I’ve loved the West for as long as I can remember. From childhood literature (Little House on the Prairie!) to the Western film genre (Clint!), stories featuring wide open plains and spitfire characters and the trials of homesteading in the late-nineteenth century have always captivated me. I’ve wanted to write my own “Western” novel for years, but without the right story kernel, there was no tale to tell.

That all changed one evening in 2013 when my husband recounted one of his favorite places in Arizona: the Superstition Mountains.
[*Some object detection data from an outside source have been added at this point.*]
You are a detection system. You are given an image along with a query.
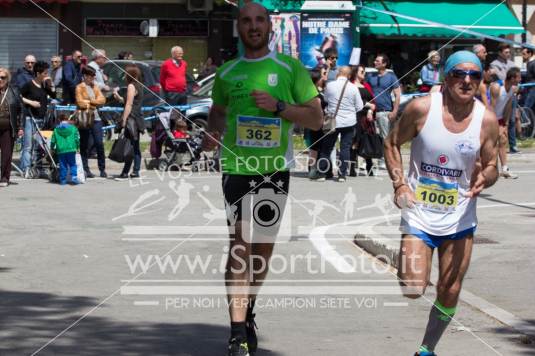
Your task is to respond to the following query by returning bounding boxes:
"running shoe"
[114,173,128,181]
[502,168,518,179]
[228,338,250,356]
[245,314,258,355]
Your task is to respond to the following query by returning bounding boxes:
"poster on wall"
[269,13,301,58]
[299,13,353,68]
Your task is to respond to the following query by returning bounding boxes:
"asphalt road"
[0,154,535,356]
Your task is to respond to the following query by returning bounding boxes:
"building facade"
[0,0,237,69]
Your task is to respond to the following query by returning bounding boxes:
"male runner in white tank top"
[385,51,498,356]
[490,67,521,179]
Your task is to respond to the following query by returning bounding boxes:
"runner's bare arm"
[385,96,431,208]
[503,97,513,126]
[390,87,401,121]
[467,110,499,197]
[490,83,500,110]
[385,97,430,188]
[479,82,490,108]
[251,90,323,130]
[202,104,227,151]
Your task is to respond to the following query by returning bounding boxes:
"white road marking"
[310,202,535,336]
[383,302,409,307]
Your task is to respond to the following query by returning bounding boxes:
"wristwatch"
[274,100,286,116]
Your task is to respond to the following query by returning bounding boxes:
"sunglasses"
[450,69,483,80]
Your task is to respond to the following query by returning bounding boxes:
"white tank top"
[401,93,485,236]
[494,85,513,119]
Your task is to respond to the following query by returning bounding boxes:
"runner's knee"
[398,273,428,299]
[437,280,462,299]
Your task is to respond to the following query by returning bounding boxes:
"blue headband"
[444,51,483,74]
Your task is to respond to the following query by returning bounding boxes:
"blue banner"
[300,13,353,69]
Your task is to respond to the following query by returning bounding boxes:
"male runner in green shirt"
[203,3,323,356]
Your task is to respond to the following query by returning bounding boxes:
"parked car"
[185,74,215,133]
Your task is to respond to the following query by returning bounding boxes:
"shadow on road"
[493,319,535,355]
[0,290,280,356]
[479,194,535,210]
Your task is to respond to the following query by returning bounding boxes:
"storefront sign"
[269,13,301,58]
[85,19,209,37]
[300,13,353,68]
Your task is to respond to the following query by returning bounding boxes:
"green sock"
[420,299,457,352]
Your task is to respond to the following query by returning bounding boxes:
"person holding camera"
[113,65,145,180]
[76,67,108,178]
[0,67,23,187]
[20,61,56,178]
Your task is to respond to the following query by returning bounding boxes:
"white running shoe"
[502,168,518,179]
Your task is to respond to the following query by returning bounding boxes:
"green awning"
[360,0,525,38]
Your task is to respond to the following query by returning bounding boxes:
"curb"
[353,234,399,269]
[353,234,535,343]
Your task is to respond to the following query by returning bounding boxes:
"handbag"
[357,121,384,158]
[75,110,95,129]
[321,79,349,134]
[108,134,134,163]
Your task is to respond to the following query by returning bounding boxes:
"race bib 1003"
[416,177,459,212]
[236,116,281,148]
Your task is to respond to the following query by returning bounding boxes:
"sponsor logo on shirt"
[420,162,463,178]
[437,154,450,166]
[455,140,476,155]
[230,74,249,81]
[268,73,279,87]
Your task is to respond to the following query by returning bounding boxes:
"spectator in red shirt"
[160,46,188,105]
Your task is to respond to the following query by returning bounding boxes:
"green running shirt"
[212,52,318,175]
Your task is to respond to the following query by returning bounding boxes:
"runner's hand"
[202,131,221,151]
[394,184,416,209]
[465,162,487,198]
[251,90,277,112]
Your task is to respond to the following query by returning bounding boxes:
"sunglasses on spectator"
[450,69,483,80]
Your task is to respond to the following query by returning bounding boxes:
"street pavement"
[0,152,535,356]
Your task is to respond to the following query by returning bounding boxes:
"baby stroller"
[151,109,204,172]
[25,116,59,182]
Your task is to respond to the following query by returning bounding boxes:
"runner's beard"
[242,32,270,51]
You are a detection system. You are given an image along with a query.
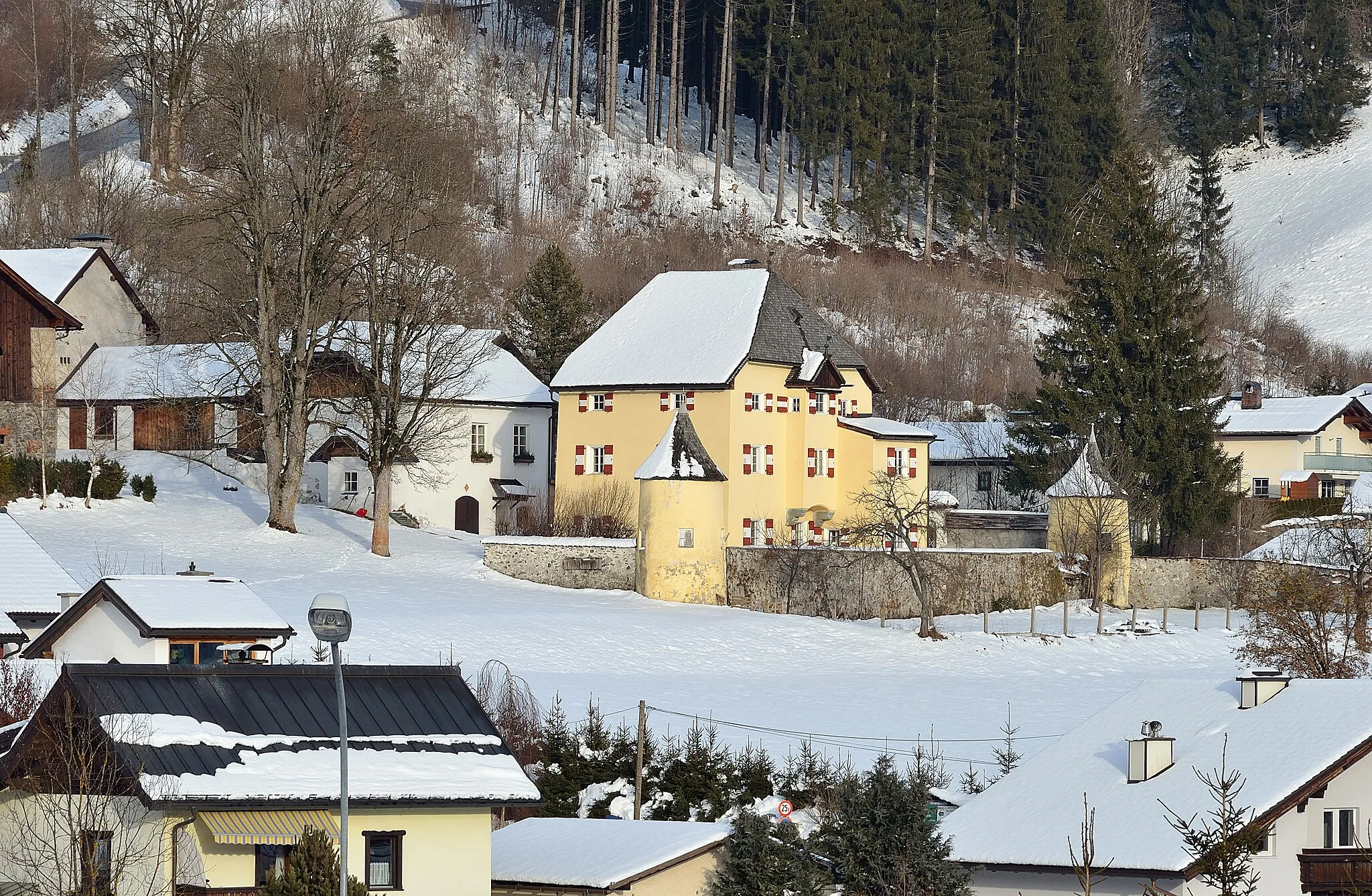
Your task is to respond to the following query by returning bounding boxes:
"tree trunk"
[372,464,391,557]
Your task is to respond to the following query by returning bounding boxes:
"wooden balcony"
[1298,849,1372,896]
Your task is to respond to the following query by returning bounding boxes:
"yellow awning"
[200,810,339,845]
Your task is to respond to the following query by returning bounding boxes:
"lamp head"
[310,591,352,643]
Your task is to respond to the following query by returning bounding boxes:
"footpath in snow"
[11,453,1240,769]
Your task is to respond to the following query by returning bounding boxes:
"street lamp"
[310,593,352,896]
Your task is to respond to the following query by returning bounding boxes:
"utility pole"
[634,700,648,822]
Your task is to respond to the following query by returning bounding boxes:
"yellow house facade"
[553,267,935,565]
[1216,383,1372,499]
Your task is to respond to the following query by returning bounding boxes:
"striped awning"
[200,810,339,845]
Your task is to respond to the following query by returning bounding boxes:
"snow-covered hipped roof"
[25,575,295,661]
[1219,395,1368,438]
[634,410,726,482]
[915,420,1010,462]
[941,679,1372,871]
[491,818,730,889]
[553,269,867,389]
[0,513,84,622]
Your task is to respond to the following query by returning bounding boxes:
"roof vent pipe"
[1235,668,1291,710]
[1129,722,1176,783]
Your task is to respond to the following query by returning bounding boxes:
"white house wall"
[52,601,169,663]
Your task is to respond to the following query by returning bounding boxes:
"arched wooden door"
[453,495,482,535]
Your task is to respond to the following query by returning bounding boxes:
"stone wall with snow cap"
[482,535,636,591]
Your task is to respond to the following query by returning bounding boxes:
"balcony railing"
[1305,452,1372,473]
[1298,849,1372,896]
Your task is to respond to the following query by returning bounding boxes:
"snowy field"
[11,453,1240,770]
[1224,106,1372,344]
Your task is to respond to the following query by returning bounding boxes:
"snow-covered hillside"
[11,453,1236,764]
[1224,106,1372,348]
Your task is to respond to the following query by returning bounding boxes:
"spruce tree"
[1008,145,1237,553]
[512,245,593,383]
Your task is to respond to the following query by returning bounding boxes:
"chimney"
[1236,668,1291,710]
[1129,722,1176,783]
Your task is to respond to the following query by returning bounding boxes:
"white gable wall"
[52,600,169,663]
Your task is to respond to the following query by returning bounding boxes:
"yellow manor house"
[553,266,935,602]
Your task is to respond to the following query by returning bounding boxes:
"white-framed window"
[1324,810,1359,849]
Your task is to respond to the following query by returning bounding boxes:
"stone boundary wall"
[482,535,638,591]
[1129,556,1338,609]
[726,546,1069,619]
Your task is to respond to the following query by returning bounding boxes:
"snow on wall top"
[553,269,771,388]
[491,818,730,889]
[0,249,96,302]
[102,575,291,633]
[941,679,1372,871]
[0,513,85,615]
[1219,395,1351,435]
[915,420,1010,461]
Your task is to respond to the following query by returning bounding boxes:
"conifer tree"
[1008,145,1237,553]
[512,245,592,383]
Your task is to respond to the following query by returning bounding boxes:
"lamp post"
[310,593,352,896]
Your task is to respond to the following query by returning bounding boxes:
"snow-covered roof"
[634,410,726,482]
[0,513,85,623]
[838,417,936,442]
[491,818,730,889]
[1219,395,1367,438]
[941,679,1372,871]
[915,420,1010,462]
[58,343,253,401]
[0,249,98,302]
[553,267,866,389]
[1044,430,1125,498]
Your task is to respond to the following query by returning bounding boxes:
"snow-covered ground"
[1224,106,1372,348]
[11,453,1240,769]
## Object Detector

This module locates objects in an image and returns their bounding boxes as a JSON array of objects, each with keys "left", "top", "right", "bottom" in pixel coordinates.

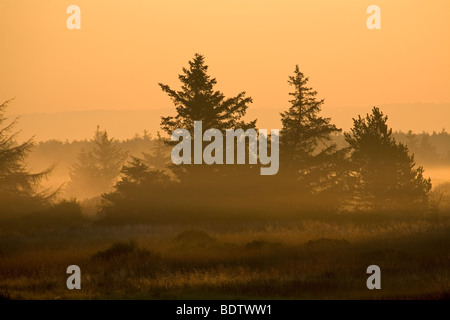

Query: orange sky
[{"left": 0, "top": 0, "right": 450, "bottom": 127}]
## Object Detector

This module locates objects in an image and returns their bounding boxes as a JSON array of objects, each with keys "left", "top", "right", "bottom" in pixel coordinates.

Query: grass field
[{"left": 0, "top": 215, "right": 450, "bottom": 299}]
He has family in the area and grew up hearing stories about the Lost Dutchman, a rich gold mine supposedly hidden within the rugged mountains east of Phoenix. As he discussed the legend and the various details surrounding it, my muse exploded. I suddenly had that Western novel idea I’d been chasing for ages: a girl out for revenge, but entangled in a bloody quest for lost gold.

Kate Thompson is entirely fictional, as are the Colton brothers, Liluye, and the Rose Riders, though I’m sure there were individuals like them in 1877 Arizona. However, many of the people Kate interacts with during her travels once called Arizona home. Morris, for instance, was indeed a clerk at Goldwaters, and Garfias was Phoenix’s deputy sheriff during the time Vengeance Road is set. Then there’s Don Miguel Peralta, who only graces the novel through Liluye’s words but plays an active role in the infamous Lost Dutchman legend; he was a wealthy Mexican known to have operated a family mine in the Superstitions. While trying to remove a large amount of gold prior to the signing of the Treaty of Guadalupe Hidalgo, his party was allegedly ambushed by Apaches at what is now known as the Massacre Grounds.

And last but hardly least, there’s Jacob Waltz-—perhaps the most central figure in Lost Dutchman lore.